A Night Of Horror


(MENAFN- The Post) THE police arrived in Ha-Rammeleke, a Mokhotlong village, in the middle of the night.
They stormed one house and found a couple sleeping.

They then dragged the man out and ordered him to follow their instructions if he didn't want to be killed. Their order was that he should scream while announcing to his neighbours that his wife was gravely ill. The villagers who responded to the man's plea for help didn't know that they were walking into a trap.

The police rounded them up as they arrived at the man's house.

Their night of horror has just begun.

Dozens of men and women were frog-marched to the edge of the village.

The police assaulted the men with sticks and whips. They kicked others.

In the crowd was Tebalo Lesita, a 48-year-old Rastafarian with dreadlocks.

He was called to the front and ordered to act like a Rastafarian.

First, they said he should sing Reggae while shaking his head so that his dreadlocks would wave from side to side. He did and they laughed.

“They also ordered me to mimic Lucky Dube.”

Lesita says he only shouted like he was singing because, due to fear, all Lucky Dube's songs he knew had slipped out of his mind.

“I just mumbled some words as if I was singing. I have never experienced such torment before.”

“I only kept saying 'Ye ye ye!'”, he says.

They laughed again.

Meanwhile, the police were hurling insults at him.

“I was told that I was smelling rubbish in the mouth.”

Lesita says the police then instructed him to act as if he was having sex.

And when he said he was tired of the act the police ordered him to act as if he was ejaculating.

He did and his tormentors roared with laughter.

The police, Lesita says, wanted him and other villagers to confess that they knew men who had shot and killed a man earlier in the village.

Lesita says after the ordeal that lasted nearly an hour the police ordered him to pray. He claims his body is full of bruises, especially on the buttocks.

“My body is aching all over.”

Lesita says he wants to sue the police but doesn't know where to start.

“I understand that my human rights have been grossly violated but I do not know which legal steps to follow,” he says.

A week after the assault, he still hasn't sought medical help.

Nor has he opened a case against the police.

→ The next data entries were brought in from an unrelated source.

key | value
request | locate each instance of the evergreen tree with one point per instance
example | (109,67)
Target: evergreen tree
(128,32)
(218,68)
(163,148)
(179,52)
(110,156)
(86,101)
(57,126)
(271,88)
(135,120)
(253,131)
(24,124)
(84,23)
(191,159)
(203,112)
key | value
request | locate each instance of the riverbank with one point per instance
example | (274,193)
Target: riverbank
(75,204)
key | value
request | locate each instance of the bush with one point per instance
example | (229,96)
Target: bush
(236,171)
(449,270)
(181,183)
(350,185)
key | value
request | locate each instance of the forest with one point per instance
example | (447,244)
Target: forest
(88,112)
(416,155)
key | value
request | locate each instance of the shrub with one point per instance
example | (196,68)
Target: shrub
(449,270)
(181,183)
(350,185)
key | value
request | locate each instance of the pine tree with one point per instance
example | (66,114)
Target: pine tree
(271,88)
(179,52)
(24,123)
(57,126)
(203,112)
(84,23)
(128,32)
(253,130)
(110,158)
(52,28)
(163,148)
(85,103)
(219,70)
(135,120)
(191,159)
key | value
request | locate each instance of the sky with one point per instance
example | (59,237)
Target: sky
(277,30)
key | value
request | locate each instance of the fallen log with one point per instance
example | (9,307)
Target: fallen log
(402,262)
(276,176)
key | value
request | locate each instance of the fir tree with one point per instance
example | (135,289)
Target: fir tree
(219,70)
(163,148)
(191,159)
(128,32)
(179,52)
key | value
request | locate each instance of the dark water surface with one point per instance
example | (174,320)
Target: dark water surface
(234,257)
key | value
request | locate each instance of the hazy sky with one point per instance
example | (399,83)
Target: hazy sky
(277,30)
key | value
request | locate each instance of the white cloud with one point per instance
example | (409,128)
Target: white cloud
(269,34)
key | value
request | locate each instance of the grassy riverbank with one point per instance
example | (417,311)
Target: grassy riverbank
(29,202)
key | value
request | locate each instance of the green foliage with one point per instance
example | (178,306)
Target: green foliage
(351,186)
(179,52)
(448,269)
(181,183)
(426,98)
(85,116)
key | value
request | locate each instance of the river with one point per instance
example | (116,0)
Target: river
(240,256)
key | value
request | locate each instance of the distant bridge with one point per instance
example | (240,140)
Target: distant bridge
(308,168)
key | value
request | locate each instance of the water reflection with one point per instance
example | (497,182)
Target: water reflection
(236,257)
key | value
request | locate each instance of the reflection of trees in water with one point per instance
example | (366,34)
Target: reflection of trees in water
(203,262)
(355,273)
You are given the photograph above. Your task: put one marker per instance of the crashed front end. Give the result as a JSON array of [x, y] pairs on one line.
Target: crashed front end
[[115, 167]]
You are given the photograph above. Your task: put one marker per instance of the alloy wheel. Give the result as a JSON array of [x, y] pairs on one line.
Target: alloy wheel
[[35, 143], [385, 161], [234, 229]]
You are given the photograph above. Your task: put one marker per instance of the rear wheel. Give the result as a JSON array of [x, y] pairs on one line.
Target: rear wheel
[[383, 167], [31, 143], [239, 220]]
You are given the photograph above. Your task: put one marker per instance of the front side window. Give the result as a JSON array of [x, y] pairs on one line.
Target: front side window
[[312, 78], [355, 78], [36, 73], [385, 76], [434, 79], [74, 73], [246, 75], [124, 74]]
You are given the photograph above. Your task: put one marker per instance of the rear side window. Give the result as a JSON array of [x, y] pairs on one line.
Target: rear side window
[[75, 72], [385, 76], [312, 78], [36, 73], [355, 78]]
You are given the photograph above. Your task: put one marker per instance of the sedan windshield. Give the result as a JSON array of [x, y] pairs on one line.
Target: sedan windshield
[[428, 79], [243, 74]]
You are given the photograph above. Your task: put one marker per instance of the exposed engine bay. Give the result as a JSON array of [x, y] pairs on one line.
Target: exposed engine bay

“I find it impossible to open the case against them. I will have to go to the police station to open a case,” he says.

“How can I open the case against the police at the police station?”

As a sheep farmer, Lesita says he cannot afford the taxi fare to travel to Mapholaneng to report a case at Tlokoeng Police Station.

Lesita says he cut his dreadlocks a day after the incident“because they have put me into serious problems”.

“I rue the day that I started growing those dreadlocks,” he says.

Police spokesman, Senior Superintendent Kabelo Halahala, confirmed that there was a police operation in Mokhotlong but said he didn't know how it unfolded.

Incidents of the police terrorising villagers under the guise of fighting or investigating crimes are common in Lesotho.

It is rare for police officers involved in such incidents to be arrested or prosecuted.